Climate change isn’t just bad for the planet, it’s bad for your health, an abundance of research suggests. Here are five ways climate change can impact health.
Global warming will likely bring an increase in heat waves. Those could combine with the buildup of pollution , including ozone, a primary component of smog. Studies have shown high levels of pollution are linked to an increase in hospital admissions for cardiac problems.
Air temperature and ozone may be bad for the heart because they influence the way the automatic nervous system functions. The automatic nervous system is a part of the central nervous system that helps the body adapt to its environment, according to the American Heart Association. It regulates body functions, including the heart’s electrical activity and airflow into the lungs.
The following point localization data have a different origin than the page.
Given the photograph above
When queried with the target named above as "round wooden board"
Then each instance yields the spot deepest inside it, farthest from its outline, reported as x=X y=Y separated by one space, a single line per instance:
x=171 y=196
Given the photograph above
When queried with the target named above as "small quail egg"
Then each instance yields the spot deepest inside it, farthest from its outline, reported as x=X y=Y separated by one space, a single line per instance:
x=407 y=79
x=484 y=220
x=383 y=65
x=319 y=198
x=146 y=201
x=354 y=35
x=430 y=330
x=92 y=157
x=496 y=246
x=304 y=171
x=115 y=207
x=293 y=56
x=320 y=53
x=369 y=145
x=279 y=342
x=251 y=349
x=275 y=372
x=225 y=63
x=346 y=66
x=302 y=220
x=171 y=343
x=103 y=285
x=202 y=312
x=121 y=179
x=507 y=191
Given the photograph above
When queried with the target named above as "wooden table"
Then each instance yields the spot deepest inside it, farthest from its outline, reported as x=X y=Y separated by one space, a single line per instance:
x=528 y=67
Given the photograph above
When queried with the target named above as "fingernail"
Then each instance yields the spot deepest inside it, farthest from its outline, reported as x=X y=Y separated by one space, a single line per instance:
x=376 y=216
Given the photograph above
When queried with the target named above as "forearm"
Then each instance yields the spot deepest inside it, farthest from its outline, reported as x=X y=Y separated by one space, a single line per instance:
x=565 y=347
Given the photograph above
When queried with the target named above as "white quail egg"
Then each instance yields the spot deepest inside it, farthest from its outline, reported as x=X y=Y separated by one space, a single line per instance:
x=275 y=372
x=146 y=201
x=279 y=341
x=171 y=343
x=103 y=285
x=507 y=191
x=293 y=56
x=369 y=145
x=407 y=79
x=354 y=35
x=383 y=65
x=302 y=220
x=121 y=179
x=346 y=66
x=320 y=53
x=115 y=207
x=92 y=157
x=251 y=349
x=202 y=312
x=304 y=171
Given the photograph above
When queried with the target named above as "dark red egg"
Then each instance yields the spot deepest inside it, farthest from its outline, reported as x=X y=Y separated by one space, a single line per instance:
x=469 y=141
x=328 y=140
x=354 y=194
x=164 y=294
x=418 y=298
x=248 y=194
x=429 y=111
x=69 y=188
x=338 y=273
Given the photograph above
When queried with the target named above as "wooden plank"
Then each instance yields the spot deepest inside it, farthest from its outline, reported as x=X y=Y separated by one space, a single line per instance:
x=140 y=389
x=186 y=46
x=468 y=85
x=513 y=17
Higher temperatures may also make the body more sensitive to toxins, such as ozone, researchers say.
Studies show allergies are on the rise in developed countries, including the United States, which could be due, in part, to rising carbon dioxide levels and warming temperatures.
A 2005 study found that plants are flowering earlier in the year, and total pollen production is increasing. A more recent study in Italy found that not only had pollen levels increased in the area, but the populations’ sensitivity to pollen had increased as well. While genetics plays a large role in all allergies, a longer and more intense pollen season could exacerbate symptoms.
Global warming may bring an increase in extreme events, including heat waves, floods and large storms, which could come with high death tolls.
Heat and drought are amongst the deadliest natural disasters. A study that reviewed weather disasters in the United States since 1980 found the top two killers were heat waves and the drought that comes with them.
And heat waves may be getting worse. A study in 2007 found heat waves in Europe are nearly twice as long as they were 100 years ago. The region was struck with a mega heat wave in 2003 that killed about 70,000 people. Such mega heat waves could increase by a factor of 5 to 10 in the area, a recent study found.
The improper use of land coupled with climate variations may lead to an increase in global desertification, or the degradation of soil in dry areas. A 2010 study found 38 percent of the world is made up of arid areas at risk for desertification. Once degraded, the soil becomes unproductive. This may limit the land that can be used for agriculture to feed the world’s growing population.
Global desertification could also boost growth of harmful bacteria in the ocean. Desert dust supplies iron to the ocean, which many marine organisms need to live. A study presented at this year’s meeting of the American Association for the Advancement of Science in February found desert dust fueled the growth of Vibrios, a group of ocean bacteria that cause gastroenteritis and infectious diseases in people.
“Within 24 hours of mixing weathered desert dust from Morocco with seawater samples, we saw a 10- to 1000-fold growth in Vibrios, including one strain that could cause eye, ear and open wound infections, and another strain that could cause cholera ,” study researcher Erin Lipp, a graduate student at the University of Georgia, said at the meeting. An increase in this type of bacteria could mean more people become ill as they are exposed to contaminated seafood.
Increases in heat and rainfall in certain areas – brought on by climate change – may make conditions ripe for disease spread.
Certain vector-borne diseases — illnesses in which a host organism, such as an insect, carries and transmits a disease-causing agent — are particularly affected by varying weather and hotter temperatures. Because these vectors are cold-blooded, they rely on their surrounding environment to control their internal heat. So an increase in temperature would potentially favor insect life, and possibly allow the spread of certain diseases, such as malaria, into new areas.
Rainfall is also thought to benefit insect life, and several studies have linked increased rainfall to disease outbreaks, particularly waterborne diseases.